We’ve reached the stage where Obamacare is the punchline to a bad joke.
The law has been a disaster, both for the economy and for the Democratic Party. Not that we should be surprised. You don’t get better healthcare with a poisonous recipe of higher taxes, added government spending, and more intervention.
With any luck, Obamacare will be a textbook example of why we should never again give power to a bunch of political hacks and dreamy-eyed central planners.
Because when they try to buy votes and create more dependency with Rube Goldberg schemes, the results are…well, we seethe cluster-you-know-what of Obamacareunfolding before our eyes.
Not that anyone should be surprised. Remember what happened when politicians decided government would make housing more affordable?
And remember what happened when politicians decided government should extend American tax law into other nations?
Simply stated, grandiose plans for expanded government don’t end well.
But this isn’t a normal public policy issue.
The Obama Administration has just announced that it arbitrarily will be ignoring one of the requirements in the law, and this is the executive branch’s 18th unilateral change to Obamacare.
We have to ask whether the American political system is being corrupted by a White House that doesn’t feel bound by the rule of law.
To put it mildly, the Wall Street Journal is not impressed.
…the law increasingly means whatever President Obama says it does on any given day. His latest lawless rewrite arrived on Monday as the White House decided to delay the law’s employer mandate for another year and in some cases maybe forever. …last summer the Treasury offered a year-long delay until 2015 despite having no statutory authorization. …Now the new delay arrives amid a furious debate about jobs after a damning Congressional Budget Office report last week, only this time with liberals celebrating ObamaCare’s supposed benefits to the job market. …Oh, and the Treasury also notes that, “As these limited transition rules take effect, we will consider whether it is necessary to further extend any of them beyond 2015.” So the law may be suspended indefinitely if the White House feels like it. …The text of the Affordable Care Act specifically says when the mandate must take effect—”after December 31, 2013″—and does not give the White House the authority to change the terms. Changing an unambiguous statutory mandate requires the approval of Congress, but then this President has often decided the law is whatever he says it is.

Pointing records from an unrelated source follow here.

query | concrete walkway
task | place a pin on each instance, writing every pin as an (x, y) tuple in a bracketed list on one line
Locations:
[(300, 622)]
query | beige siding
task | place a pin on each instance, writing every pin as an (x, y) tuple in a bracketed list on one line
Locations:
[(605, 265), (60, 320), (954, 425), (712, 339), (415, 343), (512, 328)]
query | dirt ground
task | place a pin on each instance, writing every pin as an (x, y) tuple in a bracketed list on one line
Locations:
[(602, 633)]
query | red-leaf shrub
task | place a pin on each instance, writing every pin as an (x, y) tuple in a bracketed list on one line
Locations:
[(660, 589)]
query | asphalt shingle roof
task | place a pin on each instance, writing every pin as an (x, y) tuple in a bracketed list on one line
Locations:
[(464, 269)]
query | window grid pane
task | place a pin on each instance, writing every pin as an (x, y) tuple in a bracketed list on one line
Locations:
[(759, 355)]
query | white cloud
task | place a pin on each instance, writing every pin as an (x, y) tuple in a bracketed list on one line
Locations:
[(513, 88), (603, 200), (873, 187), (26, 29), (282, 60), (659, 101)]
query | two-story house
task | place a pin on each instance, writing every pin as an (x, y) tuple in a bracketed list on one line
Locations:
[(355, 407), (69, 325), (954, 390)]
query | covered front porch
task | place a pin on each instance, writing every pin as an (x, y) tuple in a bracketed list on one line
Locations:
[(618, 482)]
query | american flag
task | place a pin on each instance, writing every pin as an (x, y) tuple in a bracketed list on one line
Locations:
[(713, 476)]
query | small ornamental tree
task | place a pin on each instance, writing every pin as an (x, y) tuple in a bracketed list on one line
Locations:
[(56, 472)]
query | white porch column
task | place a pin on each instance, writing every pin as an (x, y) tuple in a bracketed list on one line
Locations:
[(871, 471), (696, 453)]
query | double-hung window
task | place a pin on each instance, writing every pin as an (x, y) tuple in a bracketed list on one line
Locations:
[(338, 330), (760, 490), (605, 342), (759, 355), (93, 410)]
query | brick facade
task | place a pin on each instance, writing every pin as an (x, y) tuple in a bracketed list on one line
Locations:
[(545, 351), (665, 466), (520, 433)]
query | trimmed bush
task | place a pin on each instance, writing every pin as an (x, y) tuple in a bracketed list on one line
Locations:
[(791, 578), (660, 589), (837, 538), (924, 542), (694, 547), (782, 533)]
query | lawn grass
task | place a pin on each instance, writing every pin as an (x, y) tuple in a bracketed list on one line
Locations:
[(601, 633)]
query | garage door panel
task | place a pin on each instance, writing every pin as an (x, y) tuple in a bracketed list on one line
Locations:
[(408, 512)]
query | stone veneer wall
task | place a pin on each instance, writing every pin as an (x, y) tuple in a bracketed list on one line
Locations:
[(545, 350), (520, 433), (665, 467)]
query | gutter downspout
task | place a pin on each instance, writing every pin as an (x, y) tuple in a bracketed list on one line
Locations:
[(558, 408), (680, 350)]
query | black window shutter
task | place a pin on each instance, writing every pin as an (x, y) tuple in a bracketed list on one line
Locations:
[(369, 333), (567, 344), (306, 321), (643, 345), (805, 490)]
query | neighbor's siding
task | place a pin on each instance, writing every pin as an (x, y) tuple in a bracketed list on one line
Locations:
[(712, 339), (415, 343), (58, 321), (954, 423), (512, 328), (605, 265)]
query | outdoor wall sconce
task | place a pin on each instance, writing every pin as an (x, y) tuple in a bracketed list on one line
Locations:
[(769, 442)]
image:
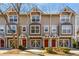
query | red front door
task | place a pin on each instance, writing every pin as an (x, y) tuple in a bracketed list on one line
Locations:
[(24, 42), (53, 43), (46, 43)]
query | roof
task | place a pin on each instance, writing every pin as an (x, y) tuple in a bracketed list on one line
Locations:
[(51, 8)]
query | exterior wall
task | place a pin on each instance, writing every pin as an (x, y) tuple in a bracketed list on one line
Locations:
[(46, 19)]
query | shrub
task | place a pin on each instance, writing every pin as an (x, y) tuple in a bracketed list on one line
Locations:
[(22, 47), (42, 48), (50, 50)]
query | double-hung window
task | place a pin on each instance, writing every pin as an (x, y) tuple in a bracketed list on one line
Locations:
[(35, 19), (66, 29), (65, 18), (35, 29), (13, 19), (12, 30), (46, 29)]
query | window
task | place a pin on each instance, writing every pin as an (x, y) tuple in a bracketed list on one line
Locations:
[(66, 29), (54, 29), (13, 29), (64, 18), (2, 29), (60, 43), (46, 28), (66, 43), (24, 29), (13, 19), (35, 29), (36, 18)]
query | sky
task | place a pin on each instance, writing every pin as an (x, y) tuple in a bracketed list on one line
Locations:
[(46, 7)]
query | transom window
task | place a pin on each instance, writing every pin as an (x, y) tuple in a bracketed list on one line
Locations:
[(35, 29), (13, 19), (65, 18), (66, 29), (36, 18), (46, 29), (12, 30)]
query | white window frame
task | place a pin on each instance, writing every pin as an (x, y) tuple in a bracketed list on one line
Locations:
[(2, 27), (11, 27), (13, 18), (45, 27), (34, 26), (22, 29), (67, 27), (39, 18), (65, 17)]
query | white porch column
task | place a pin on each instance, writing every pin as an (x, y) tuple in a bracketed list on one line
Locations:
[(50, 42)]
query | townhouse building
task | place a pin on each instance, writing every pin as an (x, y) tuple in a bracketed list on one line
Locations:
[(38, 29)]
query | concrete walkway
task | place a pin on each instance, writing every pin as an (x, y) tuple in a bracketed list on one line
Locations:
[(75, 51), (37, 52)]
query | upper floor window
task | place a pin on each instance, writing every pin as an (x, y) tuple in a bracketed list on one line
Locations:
[(13, 19), (35, 29), (66, 29), (65, 18), (35, 18), (2, 29), (46, 28), (12, 30)]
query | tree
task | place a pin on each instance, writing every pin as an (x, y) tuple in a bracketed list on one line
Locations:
[(17, 7), (6, 19)]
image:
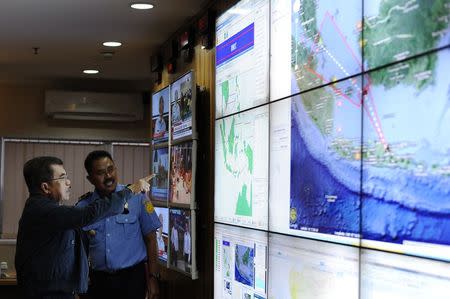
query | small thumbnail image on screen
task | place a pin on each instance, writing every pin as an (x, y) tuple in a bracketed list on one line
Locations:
[(181, 105), (180, 240), (181, 173), (160, 116), (162, 234), (160, 167)]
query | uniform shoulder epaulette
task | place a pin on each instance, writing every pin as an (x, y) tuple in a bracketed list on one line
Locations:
[(84, 196)]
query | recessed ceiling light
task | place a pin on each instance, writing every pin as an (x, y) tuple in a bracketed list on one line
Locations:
[(141, 5), (112, 44), (90, 72)]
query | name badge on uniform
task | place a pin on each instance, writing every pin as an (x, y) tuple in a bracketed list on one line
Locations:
[(148, 206)]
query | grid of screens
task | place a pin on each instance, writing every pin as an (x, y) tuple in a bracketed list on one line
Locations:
[(174, 163), (353, 172)]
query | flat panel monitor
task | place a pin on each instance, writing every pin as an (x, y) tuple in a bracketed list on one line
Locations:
[(308, 269), (240, 263), (242, 57), (182, 174), (160, 115), (313, 43), (389, 275), (395, 30), (182, 105), (160, 167), (162, 234), (241, 168), (406, 164), (316, 163), (182, 252)]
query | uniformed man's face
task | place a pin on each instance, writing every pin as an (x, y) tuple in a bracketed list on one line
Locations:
[(58, 188), (103, 176)]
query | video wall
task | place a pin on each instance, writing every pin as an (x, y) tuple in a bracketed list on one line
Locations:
[(174, 155), (332, 145)]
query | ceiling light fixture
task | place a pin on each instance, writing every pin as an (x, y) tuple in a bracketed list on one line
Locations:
[(112, 44), (141, 5), (90, 72)]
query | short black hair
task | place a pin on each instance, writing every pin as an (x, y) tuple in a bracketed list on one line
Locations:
[(94, 156), (38, 170)]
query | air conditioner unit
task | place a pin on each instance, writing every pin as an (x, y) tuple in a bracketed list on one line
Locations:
[(80, 105)]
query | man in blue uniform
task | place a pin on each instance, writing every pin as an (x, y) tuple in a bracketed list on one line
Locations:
[(50, 258), (120, 245)]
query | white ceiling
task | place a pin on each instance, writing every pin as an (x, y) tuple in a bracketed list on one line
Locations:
[(70, 33)]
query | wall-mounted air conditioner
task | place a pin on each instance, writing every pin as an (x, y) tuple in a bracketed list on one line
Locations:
[(79, 105)]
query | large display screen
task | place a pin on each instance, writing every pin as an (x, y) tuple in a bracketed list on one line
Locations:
[(182, 168), (241, 168), (301, 268), (160, 167), (182, 105), (346, 169), (160, 115), (242, 57), (240, 263), (162, 234), (313, 43), (395, 30)]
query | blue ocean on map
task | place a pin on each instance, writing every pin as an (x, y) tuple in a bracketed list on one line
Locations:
[(392, 204)]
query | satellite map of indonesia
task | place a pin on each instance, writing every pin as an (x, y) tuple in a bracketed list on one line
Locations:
[(405, 109)]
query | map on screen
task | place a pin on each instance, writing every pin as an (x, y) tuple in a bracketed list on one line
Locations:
[(240, 263), (397, 29), (242, 57), (406, 155), (241, 168), (307, 269)]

I admit that part of me wants Obamacare delayed as much as possible.
After all, even more jobs will be lost if the employer mandate is properly enforced, and that would add to an already anemic employment situation.
But America isn’t Argentina, or some other Banana Republic, where the law is based on the arbitrary and capricious decisions of some political thug.
At least it shouldn’t be.
If the President wants to change the law, he should propose legislation and send it to Congress.
But it’s obvious that isn’t happening. The White House understands that it would be forced to make concessions to get the changes it wants.